Rules suffer from a similar problem. These govern how an underlying detection system treats abnormal or suspicious behaviour. These are often based around simple if/then rules. This could be something “if you spot x transactions of over x amount in x amount of time, then block those transactions.” Those have turned out to be remarkably brittle to changes in the fraud landscape. Furthermore, they don’t account for anything much more creative than someone simply trying to steal money directly out of an account. The problem is that even individual transactions can be a small part of a larger picture. These could be attempts to probe a detection system and in turn, figure out the rules by deducting them from failed attempts. Similarly, they could be a distraction - an attempt to distract defenders from a larger attack happening elsewhere. It could also just be part of a much larger fraud campaign which overwhelms defence. After all, a rule-based detection system might be able to spot a few risky transactions, but it will struggle when asked to spot tens of thousands.
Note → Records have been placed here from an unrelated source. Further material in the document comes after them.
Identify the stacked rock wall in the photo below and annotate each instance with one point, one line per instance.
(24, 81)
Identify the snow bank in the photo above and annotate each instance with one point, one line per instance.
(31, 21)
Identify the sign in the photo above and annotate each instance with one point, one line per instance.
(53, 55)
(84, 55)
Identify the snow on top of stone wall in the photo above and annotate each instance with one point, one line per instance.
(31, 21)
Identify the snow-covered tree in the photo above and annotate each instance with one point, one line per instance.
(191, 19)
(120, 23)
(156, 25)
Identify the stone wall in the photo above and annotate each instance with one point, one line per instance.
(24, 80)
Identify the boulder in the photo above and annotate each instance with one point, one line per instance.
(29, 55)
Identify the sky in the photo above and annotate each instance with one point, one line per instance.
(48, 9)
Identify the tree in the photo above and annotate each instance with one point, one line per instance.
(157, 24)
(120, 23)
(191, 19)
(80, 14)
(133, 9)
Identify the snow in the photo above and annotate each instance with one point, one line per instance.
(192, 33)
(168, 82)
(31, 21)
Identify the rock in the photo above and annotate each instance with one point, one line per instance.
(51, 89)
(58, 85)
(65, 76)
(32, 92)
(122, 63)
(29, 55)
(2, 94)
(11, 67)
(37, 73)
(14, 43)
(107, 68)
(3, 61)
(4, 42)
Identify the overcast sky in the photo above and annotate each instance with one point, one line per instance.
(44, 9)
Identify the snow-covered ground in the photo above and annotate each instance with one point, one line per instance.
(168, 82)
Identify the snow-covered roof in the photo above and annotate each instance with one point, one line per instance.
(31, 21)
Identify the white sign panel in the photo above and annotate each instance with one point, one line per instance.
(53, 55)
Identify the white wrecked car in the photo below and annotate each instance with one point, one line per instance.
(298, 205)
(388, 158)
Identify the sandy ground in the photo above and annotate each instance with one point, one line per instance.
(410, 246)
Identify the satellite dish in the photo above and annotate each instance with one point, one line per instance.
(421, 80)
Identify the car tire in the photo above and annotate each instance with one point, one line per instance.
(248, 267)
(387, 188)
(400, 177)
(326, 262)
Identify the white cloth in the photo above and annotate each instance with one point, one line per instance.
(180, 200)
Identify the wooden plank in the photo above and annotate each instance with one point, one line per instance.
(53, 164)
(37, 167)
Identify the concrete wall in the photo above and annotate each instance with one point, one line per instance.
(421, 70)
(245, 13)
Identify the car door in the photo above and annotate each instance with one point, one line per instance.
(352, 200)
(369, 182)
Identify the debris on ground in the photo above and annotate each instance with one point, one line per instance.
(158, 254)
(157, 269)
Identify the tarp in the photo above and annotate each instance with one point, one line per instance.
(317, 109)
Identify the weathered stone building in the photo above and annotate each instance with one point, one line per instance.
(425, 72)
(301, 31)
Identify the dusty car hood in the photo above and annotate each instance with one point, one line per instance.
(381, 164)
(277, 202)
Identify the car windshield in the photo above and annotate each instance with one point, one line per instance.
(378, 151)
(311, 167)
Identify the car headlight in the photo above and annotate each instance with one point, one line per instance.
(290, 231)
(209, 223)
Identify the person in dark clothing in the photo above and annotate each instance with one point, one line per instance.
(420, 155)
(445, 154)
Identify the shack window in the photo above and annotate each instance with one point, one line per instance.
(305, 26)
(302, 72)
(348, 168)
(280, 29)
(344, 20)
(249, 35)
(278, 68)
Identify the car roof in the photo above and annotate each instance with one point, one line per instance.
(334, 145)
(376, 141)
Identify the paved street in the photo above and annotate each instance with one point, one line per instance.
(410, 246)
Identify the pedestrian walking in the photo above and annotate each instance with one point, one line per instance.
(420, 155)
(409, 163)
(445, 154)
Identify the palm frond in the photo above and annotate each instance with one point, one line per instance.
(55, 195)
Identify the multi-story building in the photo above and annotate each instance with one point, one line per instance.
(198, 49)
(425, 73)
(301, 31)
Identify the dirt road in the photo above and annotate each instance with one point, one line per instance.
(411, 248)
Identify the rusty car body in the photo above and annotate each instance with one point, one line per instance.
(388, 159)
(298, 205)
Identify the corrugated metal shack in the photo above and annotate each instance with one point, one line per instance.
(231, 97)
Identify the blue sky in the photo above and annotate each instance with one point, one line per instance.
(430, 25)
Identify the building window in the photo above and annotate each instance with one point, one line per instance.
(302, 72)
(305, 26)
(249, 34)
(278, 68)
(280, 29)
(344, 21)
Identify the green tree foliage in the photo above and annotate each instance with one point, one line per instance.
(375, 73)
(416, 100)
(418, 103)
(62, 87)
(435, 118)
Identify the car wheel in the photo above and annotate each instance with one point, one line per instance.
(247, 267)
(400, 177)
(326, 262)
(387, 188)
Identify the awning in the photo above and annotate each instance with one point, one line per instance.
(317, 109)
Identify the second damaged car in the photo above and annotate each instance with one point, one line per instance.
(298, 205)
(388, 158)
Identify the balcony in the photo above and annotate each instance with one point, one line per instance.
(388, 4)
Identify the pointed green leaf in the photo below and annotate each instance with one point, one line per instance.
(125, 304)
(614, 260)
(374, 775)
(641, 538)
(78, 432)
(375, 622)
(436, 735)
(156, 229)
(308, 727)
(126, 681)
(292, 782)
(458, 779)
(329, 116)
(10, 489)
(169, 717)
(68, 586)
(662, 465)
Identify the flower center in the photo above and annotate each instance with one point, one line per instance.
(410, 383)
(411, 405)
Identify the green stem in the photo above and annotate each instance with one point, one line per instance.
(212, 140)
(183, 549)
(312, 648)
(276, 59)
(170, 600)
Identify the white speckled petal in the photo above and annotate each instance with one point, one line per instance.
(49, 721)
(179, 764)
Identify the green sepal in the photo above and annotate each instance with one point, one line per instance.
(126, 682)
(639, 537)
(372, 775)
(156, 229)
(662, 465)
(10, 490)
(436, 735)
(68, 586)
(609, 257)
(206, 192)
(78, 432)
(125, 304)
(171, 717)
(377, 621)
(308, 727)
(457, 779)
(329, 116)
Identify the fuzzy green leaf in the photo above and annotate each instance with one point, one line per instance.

Fraud has evolved, but many legitimate organisations haven’t adapted. So what should an organisation do in the face of threats that are evolving far past their ability to police them? Well many might try and manually adapt. This can involve adding more rules and signatures to the database - but this quickly becomes expensive, time-consuming and complex. As those rules mount and become unmanageable, it can also bring about a whole series of conflicts which ultimately degrade the performance of detection systems. Furthermore, it misses the very point about the problem with these rules - that they can’t keep up with the ever changing nature of fraud tactics.

So what then?

In some sense, the problem is that these legacy fraud detection tools are very good at seeing the individual, clear cases of attack in real time - they have a much harder time seeing the crucial context that can detect a larger attack, which are increasingly characteristic of this new generation of fraud. So how can organisations see that context and gain the required proactivity?

They may already have the necessary resources in their historical fraud data. By applying machine learning algorithms to that data, organisations can attain new insights into the telltale signs and behaviors of an attack.

It will come as no surprise that just as new technologies are becoming a game changer for fraudsters, they’re going to help legitimate organisations too. Machine learning algorithms will effectively help them to integrate risk signals from a wide range of sources - such as their

historical fraud data - so an organisation can better understand novel attack patterns and heretofore unseen fraud tactics.

Fraudsters now know how to out game the rules of legacy fraud detection, and they’re now operating at a level that many organisations don’t see or even expect. New threats require evolution and thankfully, the resources to adapt to this new threat landscape may be closer than many expect.